El avance de la gente hacia la encina se volvió apremiante, y Lucía de pronto sintió miedo.

– Es un secreto -dejó escapar-. Es un secreto.

– ¿Bueno o malo? -inquirió una mujer.

– Bueno para unos y malo para otros.

– ¿Y no vas a contárnoslo?

– Es un secreto, y Nuestra Señora nos ha pedido que no lo contemos.

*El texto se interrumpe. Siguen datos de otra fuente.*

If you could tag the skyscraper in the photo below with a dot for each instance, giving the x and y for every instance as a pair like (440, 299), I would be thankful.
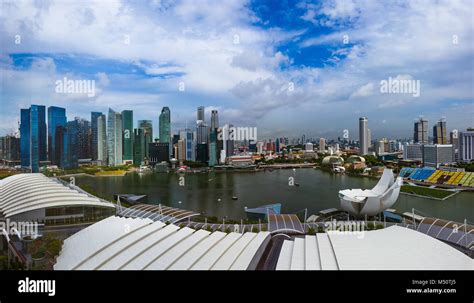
(421, 131)
(56, 117)
(200, 114)
(127, 128)
(363, 136)
(102, 155)
(94, 135)
(33, 137)
(147, 126)
(139, 146)
(114, 138)
(25, 138)
(165, 125)
(214, 120)
(165, 128)
(439, 132)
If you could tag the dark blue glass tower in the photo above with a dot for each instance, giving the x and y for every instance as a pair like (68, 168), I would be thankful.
(56, 118)
(33, 137)
(94, 134)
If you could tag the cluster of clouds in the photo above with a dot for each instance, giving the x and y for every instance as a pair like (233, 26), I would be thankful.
(229, 58)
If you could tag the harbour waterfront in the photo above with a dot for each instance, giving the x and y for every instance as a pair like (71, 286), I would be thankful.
(318, 190)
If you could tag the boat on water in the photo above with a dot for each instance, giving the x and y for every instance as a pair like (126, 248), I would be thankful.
(261, 212)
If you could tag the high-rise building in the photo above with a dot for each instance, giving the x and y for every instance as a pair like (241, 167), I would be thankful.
(56, 117)
(466, 146)
(147, 126)
(181, 150)
(159, 152)
(94, 135)
(436, 154)
(363, 136)
(127, 128)
(200, 114)
(214, 120)
(139, 146)
(83, 132)
(33, 137)
(322, 145)
(102, 155)
(10, 148)
(114, 138)
(25, 138)
(421, 131)
(165, 125)
(190, 146)
(439, 132)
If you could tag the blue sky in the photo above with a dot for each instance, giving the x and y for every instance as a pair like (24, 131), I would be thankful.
(240, 57)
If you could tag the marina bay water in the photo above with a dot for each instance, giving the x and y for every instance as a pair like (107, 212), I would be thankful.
(318, 190)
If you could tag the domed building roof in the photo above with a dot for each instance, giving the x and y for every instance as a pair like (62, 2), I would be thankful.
(328, 160)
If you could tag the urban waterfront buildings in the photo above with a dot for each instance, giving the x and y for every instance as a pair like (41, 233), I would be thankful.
(56, 118)
(102, 152)
(439, 132)
(114, 138)
(363, 136)
(33, 137)
(466, 146)
(127, 128)
(435, 155)
(94, 135)
(420, 134)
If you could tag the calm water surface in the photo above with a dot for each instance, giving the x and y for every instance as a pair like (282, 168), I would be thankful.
(318, 190)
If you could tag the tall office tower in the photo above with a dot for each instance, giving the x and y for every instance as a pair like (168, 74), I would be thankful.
(70, 147)
(102, 155)
(165, 125)
(83, 131)
(229, 144)
(466, 146)
(147, 126)
(181, 150)
(190, 147)
(94, 135)
(200, 116)
(33, 137)
(214, 119)
(114, 138)
(202, 133)
(25, 137)
(439, 132)
(139, 146)
(165, 128)
(127, 128)
(56, 117)
(421, 131)
(322, 144)
(363, 136)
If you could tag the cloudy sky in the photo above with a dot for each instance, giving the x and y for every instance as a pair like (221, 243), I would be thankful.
(287, 67)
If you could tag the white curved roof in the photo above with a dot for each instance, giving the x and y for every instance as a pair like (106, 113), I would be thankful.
(26, 192)
(392, 248)
(143, 244)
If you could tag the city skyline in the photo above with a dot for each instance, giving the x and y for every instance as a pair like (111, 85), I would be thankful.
(334, 56)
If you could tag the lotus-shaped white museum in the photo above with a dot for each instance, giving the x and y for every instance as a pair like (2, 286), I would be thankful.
(373, 201)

Manuel Marto agarró a Jacinta y empezó a abrirse paso a codazos por el gentío. Lucía lo siguió, con Francisco de la mano. Los rezagados los persiguieron, cosiéndolos a preguntas. Ella sólo tenía una respuesta a sus súplicas:

– Es un secreto. Es un secreto.

PRIMERA PARTE

1

Ciudad del Vaticano

Miércoles, 8 de noviembre, en la actualidad

6:15

Monseñor Colin Michener volvió a oír el sonido y cerró el libro. Había alguien allí. Lo sabía.

Como antes.

Se levantó de la mesa y echó una ojeada a las baldas barrocas. Las antiguas estanterías descollaban sobre su persona, y había más por los estrechos pasillos que salían en ambas direcciones. La cavernosa estancia irradiaba un aura, un halo de misterio que se debía, en parte, a su nombre: L'Archivio Segreto Vaticano .

Siempre había creído que era un nombre extraño, ya que sólo una escasa parte del contenido de los volúmenes era secreta. La mayoría no era más que el meticuloso registro de dos milenios de organización eclesiástica, los relatos de una época en que los papas eran reyes, guerreros, políticos y amantes. En total había unos cuarenta kilómetros de estantes, que tenían mucho que ofrecer si el investigador sabía dónde buscar.